O primeiro é o de Gonçalves et al., (2007), cujos autores apontam estratégias para uma relação mais próxima entre docentes de conteúdos pedagógicos e/ou integradores e aqueles que ministram conteúdos específicos. Dentre estas estratégias, podem-se referir as atividades de produção conjunta de

livros didáticos, a publicação de artigos na área de ensino em periódicos especializados de áreas ditas hard, etc. Já o segundo destes elementos é apontado por Silva e Schnetzler (2001) e refere-se à existência de certos docentes, que, por suas concepções e práticas, distanciam-se do modelo tradicional. Segundo as autoras, dada a supremacia dos conteúdos específicos em grande parte dos currículos nacionais das licenciaturas, a presença de sujeitos com práticas diferenciadas é fundamental no sentido de propiciar aos alunos um modelo alternativo, mais afinado com pressupostos de uma educação sintonizada com os parâmetros e as diretrizes curriculares das licenciaturas.

Adicionalmente, tais apontamentos não dizem respeito somente ao professor de biologia, antes sinalizam características profissionais do biólogo, quer seja docente da educação básica, do ensino superior ou bacharel.
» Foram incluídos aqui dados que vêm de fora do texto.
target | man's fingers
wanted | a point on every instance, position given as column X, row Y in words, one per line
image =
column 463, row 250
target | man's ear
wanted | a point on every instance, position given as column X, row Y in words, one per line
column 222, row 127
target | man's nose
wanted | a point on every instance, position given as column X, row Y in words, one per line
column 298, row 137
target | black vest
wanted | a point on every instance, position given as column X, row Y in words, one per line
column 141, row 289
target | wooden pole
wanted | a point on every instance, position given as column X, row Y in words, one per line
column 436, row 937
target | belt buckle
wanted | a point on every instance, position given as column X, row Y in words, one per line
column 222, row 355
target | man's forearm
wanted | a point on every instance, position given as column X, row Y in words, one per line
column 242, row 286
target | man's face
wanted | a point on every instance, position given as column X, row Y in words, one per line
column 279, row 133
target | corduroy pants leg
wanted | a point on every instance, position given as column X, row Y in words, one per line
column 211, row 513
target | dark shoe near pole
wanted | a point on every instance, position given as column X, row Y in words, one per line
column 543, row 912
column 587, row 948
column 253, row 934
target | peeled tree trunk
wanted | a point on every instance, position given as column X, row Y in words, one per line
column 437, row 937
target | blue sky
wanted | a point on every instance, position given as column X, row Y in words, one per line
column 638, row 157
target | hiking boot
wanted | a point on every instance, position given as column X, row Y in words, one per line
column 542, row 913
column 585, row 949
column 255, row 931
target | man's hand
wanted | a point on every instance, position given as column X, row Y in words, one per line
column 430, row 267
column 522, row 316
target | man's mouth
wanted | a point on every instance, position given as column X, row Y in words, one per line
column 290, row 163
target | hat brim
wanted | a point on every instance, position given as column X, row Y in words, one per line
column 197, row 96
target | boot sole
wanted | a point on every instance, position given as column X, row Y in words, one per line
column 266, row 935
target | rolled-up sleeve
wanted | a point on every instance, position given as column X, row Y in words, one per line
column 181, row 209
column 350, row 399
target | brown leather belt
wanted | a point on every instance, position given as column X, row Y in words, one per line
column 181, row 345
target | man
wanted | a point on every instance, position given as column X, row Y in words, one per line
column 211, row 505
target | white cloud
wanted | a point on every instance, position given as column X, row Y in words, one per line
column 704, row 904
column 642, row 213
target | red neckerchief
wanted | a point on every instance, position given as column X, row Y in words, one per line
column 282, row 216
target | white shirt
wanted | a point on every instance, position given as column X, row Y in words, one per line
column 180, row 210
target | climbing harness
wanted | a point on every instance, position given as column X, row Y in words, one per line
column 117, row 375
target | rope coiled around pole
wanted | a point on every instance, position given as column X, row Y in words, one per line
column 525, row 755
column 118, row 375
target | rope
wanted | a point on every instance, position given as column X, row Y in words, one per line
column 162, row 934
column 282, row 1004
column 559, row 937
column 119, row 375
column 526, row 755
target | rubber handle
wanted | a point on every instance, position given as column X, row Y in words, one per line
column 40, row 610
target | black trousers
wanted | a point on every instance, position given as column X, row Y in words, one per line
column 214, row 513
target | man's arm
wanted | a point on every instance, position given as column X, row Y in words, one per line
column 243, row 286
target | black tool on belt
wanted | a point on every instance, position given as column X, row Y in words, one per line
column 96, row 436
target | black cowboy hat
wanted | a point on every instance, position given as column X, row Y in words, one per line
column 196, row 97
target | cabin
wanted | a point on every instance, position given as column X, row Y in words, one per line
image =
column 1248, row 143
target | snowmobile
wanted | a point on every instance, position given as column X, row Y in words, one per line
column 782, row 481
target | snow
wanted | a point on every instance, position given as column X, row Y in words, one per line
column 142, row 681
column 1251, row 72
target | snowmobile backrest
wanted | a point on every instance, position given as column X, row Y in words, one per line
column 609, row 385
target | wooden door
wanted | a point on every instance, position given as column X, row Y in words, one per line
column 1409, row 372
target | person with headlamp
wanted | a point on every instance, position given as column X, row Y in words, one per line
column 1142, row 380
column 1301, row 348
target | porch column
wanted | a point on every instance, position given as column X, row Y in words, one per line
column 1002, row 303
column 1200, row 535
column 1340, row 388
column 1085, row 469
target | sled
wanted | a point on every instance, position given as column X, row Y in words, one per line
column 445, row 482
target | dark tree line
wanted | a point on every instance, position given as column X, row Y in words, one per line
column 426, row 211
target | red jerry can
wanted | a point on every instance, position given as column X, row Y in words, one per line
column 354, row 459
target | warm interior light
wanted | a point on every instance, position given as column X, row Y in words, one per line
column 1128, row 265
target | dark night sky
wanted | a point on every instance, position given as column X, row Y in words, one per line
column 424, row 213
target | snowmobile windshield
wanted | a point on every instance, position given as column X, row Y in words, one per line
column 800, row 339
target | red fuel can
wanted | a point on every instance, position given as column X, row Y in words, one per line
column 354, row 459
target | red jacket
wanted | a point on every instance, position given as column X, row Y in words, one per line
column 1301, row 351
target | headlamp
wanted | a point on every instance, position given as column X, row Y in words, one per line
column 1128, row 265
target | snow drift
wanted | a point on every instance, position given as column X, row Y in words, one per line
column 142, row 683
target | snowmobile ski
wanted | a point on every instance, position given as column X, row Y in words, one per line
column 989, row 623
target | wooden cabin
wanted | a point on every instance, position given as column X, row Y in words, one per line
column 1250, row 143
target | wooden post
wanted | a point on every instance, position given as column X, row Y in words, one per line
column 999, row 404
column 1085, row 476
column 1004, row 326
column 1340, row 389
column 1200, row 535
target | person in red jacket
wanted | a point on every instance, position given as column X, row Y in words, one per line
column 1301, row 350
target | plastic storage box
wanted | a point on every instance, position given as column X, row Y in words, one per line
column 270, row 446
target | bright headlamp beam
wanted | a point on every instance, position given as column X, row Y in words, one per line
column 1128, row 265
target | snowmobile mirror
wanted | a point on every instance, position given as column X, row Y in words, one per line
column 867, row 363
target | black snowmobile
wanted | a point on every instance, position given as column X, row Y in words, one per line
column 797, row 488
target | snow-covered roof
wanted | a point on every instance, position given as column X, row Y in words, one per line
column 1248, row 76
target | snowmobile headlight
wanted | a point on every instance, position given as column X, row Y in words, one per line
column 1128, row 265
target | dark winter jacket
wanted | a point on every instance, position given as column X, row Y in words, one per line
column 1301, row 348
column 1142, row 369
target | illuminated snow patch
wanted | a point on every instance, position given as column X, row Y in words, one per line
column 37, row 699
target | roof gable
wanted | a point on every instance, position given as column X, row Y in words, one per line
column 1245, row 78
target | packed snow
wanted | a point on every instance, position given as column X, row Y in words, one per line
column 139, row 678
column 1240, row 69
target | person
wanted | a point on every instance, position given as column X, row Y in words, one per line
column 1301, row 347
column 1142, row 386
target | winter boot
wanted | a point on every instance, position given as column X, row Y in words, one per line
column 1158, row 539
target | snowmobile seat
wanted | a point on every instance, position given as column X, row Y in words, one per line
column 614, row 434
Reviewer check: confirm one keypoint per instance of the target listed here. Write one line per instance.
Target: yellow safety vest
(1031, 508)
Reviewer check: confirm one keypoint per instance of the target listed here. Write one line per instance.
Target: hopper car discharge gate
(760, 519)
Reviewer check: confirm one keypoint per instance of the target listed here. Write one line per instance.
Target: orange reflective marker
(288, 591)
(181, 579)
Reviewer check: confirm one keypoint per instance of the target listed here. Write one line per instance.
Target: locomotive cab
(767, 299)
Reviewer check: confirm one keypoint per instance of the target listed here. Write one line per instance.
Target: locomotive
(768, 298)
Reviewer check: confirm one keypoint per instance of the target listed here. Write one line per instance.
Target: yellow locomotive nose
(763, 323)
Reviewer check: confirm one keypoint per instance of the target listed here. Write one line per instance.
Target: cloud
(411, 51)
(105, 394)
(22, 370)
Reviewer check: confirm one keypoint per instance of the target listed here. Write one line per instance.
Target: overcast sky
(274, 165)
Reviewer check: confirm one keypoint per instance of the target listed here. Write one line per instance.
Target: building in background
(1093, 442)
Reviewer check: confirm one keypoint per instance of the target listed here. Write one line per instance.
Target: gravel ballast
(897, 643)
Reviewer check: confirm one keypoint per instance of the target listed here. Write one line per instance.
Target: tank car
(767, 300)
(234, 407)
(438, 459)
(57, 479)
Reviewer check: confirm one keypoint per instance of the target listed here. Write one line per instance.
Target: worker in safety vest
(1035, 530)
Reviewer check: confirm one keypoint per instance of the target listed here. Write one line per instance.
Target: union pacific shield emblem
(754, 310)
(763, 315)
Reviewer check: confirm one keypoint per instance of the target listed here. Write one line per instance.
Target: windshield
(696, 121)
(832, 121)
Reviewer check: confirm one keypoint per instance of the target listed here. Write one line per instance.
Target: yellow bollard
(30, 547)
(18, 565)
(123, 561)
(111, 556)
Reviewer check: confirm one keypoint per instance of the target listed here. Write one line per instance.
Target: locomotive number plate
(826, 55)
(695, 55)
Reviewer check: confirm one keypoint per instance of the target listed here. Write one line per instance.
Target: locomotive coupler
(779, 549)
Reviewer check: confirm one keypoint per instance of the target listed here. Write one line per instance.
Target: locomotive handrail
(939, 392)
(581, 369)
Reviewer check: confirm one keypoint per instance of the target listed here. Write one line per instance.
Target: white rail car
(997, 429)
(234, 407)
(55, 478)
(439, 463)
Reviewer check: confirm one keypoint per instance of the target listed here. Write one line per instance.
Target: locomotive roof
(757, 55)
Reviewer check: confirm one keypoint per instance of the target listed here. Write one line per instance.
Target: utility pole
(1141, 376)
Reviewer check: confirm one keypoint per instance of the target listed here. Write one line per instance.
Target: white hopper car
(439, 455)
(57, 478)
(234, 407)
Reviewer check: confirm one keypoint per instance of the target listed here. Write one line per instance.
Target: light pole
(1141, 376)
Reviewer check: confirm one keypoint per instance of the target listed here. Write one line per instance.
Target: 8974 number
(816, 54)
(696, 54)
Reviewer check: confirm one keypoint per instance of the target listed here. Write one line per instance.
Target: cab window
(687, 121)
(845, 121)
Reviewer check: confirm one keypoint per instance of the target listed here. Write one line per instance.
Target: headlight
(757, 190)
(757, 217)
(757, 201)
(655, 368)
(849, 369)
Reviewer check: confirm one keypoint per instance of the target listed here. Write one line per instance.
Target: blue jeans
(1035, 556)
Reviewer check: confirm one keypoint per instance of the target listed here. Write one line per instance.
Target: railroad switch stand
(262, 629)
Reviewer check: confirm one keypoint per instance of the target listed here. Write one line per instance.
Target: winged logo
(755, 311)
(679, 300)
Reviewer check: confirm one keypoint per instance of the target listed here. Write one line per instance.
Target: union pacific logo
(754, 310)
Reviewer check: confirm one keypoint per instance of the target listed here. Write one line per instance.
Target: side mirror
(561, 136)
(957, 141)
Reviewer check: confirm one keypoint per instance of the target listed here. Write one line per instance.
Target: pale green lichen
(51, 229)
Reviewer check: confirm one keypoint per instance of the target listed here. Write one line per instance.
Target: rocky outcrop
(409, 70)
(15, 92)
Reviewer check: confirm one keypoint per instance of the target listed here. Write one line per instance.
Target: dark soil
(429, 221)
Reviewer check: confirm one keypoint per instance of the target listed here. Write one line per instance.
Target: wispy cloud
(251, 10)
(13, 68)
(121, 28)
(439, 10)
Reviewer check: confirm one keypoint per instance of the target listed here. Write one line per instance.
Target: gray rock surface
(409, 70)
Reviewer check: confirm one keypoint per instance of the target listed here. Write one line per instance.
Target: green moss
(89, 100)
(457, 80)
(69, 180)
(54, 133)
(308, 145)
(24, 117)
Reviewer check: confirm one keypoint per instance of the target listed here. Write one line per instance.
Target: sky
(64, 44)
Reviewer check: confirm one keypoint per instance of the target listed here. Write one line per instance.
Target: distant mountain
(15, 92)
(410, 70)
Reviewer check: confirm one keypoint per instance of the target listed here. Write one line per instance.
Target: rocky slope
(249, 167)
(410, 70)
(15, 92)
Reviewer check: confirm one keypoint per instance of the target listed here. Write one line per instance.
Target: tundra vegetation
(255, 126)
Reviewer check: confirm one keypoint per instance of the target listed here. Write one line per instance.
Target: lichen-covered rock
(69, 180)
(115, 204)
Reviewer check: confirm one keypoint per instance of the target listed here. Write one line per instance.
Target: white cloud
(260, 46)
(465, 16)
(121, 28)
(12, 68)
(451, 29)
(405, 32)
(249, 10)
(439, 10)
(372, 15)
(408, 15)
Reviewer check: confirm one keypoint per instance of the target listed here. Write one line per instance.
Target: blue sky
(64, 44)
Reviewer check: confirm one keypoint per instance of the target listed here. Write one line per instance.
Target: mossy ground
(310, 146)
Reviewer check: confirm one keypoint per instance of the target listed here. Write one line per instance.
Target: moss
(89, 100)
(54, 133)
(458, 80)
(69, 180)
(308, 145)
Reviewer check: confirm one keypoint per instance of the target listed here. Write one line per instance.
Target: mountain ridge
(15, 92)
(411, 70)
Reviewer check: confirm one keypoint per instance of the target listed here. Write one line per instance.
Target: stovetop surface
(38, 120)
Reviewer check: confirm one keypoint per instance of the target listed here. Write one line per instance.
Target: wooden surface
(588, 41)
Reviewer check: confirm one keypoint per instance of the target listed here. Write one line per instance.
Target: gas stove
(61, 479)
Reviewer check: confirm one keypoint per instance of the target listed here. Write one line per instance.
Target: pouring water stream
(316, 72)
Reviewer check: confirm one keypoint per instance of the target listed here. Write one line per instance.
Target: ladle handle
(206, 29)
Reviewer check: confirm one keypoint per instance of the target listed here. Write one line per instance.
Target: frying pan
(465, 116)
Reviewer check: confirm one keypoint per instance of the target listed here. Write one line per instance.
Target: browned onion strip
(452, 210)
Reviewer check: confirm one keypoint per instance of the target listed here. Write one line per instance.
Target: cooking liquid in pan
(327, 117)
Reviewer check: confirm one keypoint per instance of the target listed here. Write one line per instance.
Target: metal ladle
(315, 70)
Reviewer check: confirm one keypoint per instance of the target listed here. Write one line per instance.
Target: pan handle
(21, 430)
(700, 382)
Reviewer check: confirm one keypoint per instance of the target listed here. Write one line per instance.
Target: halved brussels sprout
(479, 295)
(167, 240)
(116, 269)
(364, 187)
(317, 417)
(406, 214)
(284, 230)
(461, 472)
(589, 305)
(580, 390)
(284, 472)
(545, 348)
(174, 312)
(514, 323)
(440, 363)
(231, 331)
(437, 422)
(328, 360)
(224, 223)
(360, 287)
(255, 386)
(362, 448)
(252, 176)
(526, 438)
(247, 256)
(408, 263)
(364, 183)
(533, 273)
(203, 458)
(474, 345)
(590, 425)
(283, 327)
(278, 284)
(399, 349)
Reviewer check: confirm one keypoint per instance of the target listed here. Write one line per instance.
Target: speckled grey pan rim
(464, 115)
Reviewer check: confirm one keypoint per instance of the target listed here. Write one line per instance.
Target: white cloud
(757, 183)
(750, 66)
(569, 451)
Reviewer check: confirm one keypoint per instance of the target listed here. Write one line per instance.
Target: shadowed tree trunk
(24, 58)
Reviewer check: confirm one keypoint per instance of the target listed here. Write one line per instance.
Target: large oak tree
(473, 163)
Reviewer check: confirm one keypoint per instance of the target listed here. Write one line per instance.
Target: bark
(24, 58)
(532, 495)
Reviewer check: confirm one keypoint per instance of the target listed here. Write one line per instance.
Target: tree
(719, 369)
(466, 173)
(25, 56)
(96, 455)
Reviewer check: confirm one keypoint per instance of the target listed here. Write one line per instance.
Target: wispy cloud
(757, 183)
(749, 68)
Deste modo, qualquer curso de Biologia em território nacional deve garantir ao aluno:

um ensino problematizado e contextualizado, assegurando a indissociabilidade entre ensino, pesquisa e extensão; (...) a formação de competência na produção do conhecimento com atividades que levem o aluno a: procurar, interpretar, analisar e selecionar informações; identificar problemas relevantes, realizar experimentos e projetos de pesquisa (BRASIL, 2001, p. 5).

Por fim, neste documento, sugere-se que os conhecimentos biológicos sejam distribuídos ao longo de todo o curso, devidamente interligados e estudados numa abordagem unificadora (BRASIL, 2001, p. 5).

Além destes marcos legais, a balizar a formação pretendida para estes profissionais, especialistas nos campos da Pedagogia Universitária e da EC e EB têm discutido, a partir de vasta produção acadêmica, estes e outros aspectos da docência em nível superior.